Hereinafter, the present disclosure will be further described using Examples.

[Preparation of zygote for evaluation]
<Example>
MPL ink (materials: carbon black and polytetrafluoroethylene) was applied to a release sheet (Kapton sheet) and dried. A catalyst ink was applied onto the obtained microporous layer and rapidly dried. After the resulting laminate and electrolyte membrane were thermally transferred (joined), the release sheet was removed. A membrane electrode assembly was thereby obtained. Gas diffusion layers were disposed on both sides of the obtained membrane electrode assembly to produce an evaluation assembly of the example.

<Comparative example>
Catalyst ink was applied to the fluorine-based backsheet and dried normally. The obtained catalyst layer was thermally transferred (bonded) to an electrolyte membrane to obtain a membrane electrode assembly. Gas diffusion layers were arranged on both sides of the obtained membrane electrode assembly to produce an evaluation assembly of a comparative example.

[evaluation]
<Gas diffusion resistance>
The gas diffusion resistance of the evaluation assembly was measured by the limiting current method (oxygen concentration 1%). The results are shown in Figure 4.

<Active surface area>
The electrochemically active surface area (ECSA) of the catalyst of the evaluation conjugate was measured by the CV (cyclic voltammetry) method. The results are shown in FIG.

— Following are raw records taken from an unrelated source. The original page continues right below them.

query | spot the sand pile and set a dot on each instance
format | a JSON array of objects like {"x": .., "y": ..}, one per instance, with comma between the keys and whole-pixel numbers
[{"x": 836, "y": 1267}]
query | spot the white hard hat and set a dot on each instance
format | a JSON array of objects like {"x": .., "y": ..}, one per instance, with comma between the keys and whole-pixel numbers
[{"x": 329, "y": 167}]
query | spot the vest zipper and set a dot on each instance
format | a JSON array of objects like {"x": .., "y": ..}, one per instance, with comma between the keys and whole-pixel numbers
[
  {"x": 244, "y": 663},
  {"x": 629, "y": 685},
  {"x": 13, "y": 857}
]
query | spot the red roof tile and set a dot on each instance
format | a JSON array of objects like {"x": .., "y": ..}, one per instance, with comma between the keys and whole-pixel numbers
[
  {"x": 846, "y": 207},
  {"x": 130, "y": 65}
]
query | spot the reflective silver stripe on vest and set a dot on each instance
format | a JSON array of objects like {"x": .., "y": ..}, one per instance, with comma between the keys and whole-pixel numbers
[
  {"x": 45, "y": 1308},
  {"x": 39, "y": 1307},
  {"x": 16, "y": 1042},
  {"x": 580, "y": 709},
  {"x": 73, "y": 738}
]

<Power generation performance>
The power generation performance of the evaluation zygote was measured. The results are shown in FIG.

<Results>
From FIGS. 4 to 6, the examples showed higher gas diffusivity, catalytic activity, and power generation performance than the comparative examples. This is considered to be because the rapid drying of the catalyst ink suppressed the ionomer in the catalyst ink from penetrating into the microporous layer together with the solvent, thereby suppressing ionomer segregation in the catalyst layer. On the other hand, since the catalyst ink was not rapidly dried in the comparative example, it is thought that the ionomer in the catalyst ink soaked into the fluorine-based backsheet together with the solvent, resulting in ionomer segregation in the catalyst layer. Therefore, it is considered that the power generation performance decreased due to the increase in concentration overvoltage and activation overvoltage.

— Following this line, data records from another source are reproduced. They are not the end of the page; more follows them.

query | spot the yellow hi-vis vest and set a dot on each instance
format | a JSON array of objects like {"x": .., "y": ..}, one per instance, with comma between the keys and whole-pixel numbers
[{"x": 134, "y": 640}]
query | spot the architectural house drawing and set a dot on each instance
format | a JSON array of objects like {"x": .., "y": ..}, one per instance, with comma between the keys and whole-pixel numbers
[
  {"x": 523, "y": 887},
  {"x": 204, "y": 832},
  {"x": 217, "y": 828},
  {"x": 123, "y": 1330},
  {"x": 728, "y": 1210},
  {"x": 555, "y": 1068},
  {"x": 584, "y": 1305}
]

10 Base material layer 20 Microporous layer 30 Catalyst layer 40 Electrolyte layer 50 Laminated body 60 Catalyst layer 70 Gas diffusion layer 100, 200 Joined body

Claims (1)

a placement step of placing the microporous layer on the base material layer;
a coating step of applying catalyst ink to the microporous layer;
a drying step of drying the applied catalyst ink to form a catalyst layer;
a joining step of joining the laminate obtained in the drying step to at least one surface of the electrolyte layer so that the catalyst layer is in contact with the surface of the electrolyte layer,
In the drying step, the catalyst ink is dried at a temperature of 80° C. or higher and 150° C. or lower and within 1 minute.
A method for manufacturing a fuel cell assembly.